Against this background, there does not seem to be a case for breaching the international convention of the Government not directing a media regulator. Independence of media regulators is the norm in developed democracies, and the UK has signed many international statements in this vein. As recently as April 2022, the Council of Europe stated:
“Media and communication governance should be independent and impartial to avoid undue influence on policymaking or”
the discriminatory and
“preferential treatment of powerful groups”,
including those with significant political or economic power. The Secretary of State, by contrast, has no powers over Ofcom regarding the content of broadcast regulation and has limited powers to direct over radio spectrum and wireless, but not content. Ofcom’s independence in day-to-day decision-making is paramount to preserving freedom of expression. There are insufficient safeguards in this clause, which is why I argue that it should not stand part of the Bill.

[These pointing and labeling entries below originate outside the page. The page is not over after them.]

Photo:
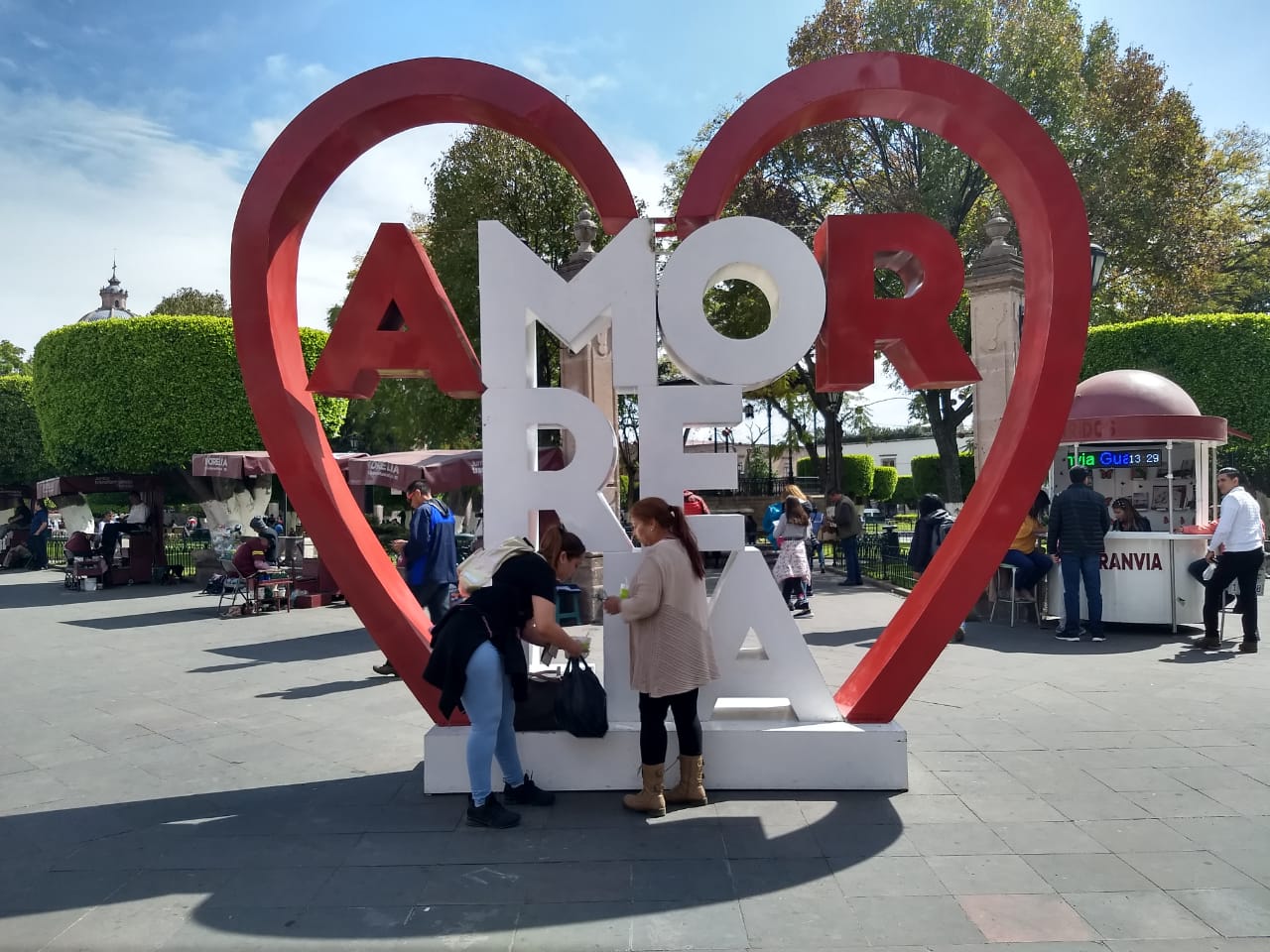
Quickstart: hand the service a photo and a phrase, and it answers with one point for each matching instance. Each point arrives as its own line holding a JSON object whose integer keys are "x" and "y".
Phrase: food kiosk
{"x": 1142, "y": 436}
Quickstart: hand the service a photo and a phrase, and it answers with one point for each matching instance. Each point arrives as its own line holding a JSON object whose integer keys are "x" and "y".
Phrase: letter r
{"x": 912, "y": 331}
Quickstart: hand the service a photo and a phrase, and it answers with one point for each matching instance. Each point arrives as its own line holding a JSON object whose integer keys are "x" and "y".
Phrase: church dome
{"x": 114, "y": 301}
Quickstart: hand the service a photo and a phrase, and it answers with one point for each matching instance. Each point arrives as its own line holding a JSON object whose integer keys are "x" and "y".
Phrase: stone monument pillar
{"x": 996, "y": 291}
{"x": 590, "y": 371}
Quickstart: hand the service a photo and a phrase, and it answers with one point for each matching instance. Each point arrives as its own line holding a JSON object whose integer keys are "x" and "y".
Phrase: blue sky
{"x": 132, "y": 127}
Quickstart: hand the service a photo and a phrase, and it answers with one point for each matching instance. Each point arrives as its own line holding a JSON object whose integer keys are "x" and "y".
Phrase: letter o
{"x": 785, "y": 272}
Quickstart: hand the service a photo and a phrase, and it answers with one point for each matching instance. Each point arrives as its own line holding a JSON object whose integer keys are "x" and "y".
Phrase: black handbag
{"x": 581, "y": 707}
{"x": 538, "y": 711}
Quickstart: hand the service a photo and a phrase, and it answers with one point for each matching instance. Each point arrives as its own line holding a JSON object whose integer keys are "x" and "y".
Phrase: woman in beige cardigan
{"x": 671, "y": 652}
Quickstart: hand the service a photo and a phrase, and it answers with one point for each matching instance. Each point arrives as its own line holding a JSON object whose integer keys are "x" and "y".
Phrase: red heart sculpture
{"x": 964, "y": 109}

I will be brief about Clause 159 because, by and large, we went through it in our debate on a previous group. Now that we can see the final shape of the Bill, it really does behove us to stand back and see where the balance has settled on Ofcom’s independence and whether this clause needs to stand part of the Bill. The Secretary of State has extensive powers under various other provisions in the Bill. The Minister has tabled
welcome amendments to Clause 39, which have been incorporated into the Bill, but Clause 155 still allows the Secretary of State to issue a “statement of strategic priorities”, including specific outcomes, every five years.
Clause 159 is in addition to this comprehensive list, but the approach in the clause is incredibly broad. We have discussed this, and the noble Lord, Lord Moylan, has tabled an amendment that would require parliamentary scrutiny. The Secretary of State can issue guidance to Ofcom on more or less anything encompassed by the exercise of its functions under this Act, with no consultation of the public or Parliament prior to making such guidance. The time limit for producing strategic guidance is three years rather than five. Even if it is merely “have regard” guidance, it represents an unwelcome intervention in Ofcom going about its business. If the Minister responds that the guidance is merely “to have regard”, I will ask him to consider this: why have it all, then, when there are so many other opportunities for the Government to intervene? For the regulated companies, it represents a regulatory hazard of interference in independent regulation and a lack of stability. As the noble Lord, Lord Bethell, said in Committee, a clear benefit of regulatory independence is that it reduces lobbying of the Minister by powerful corporate interests.
Now that we can see it in context, I very much hope that the Minister will agree that Clause 159 is a set of guidance too many that compromises Ofcom’s independence and should not stand part of the Bill.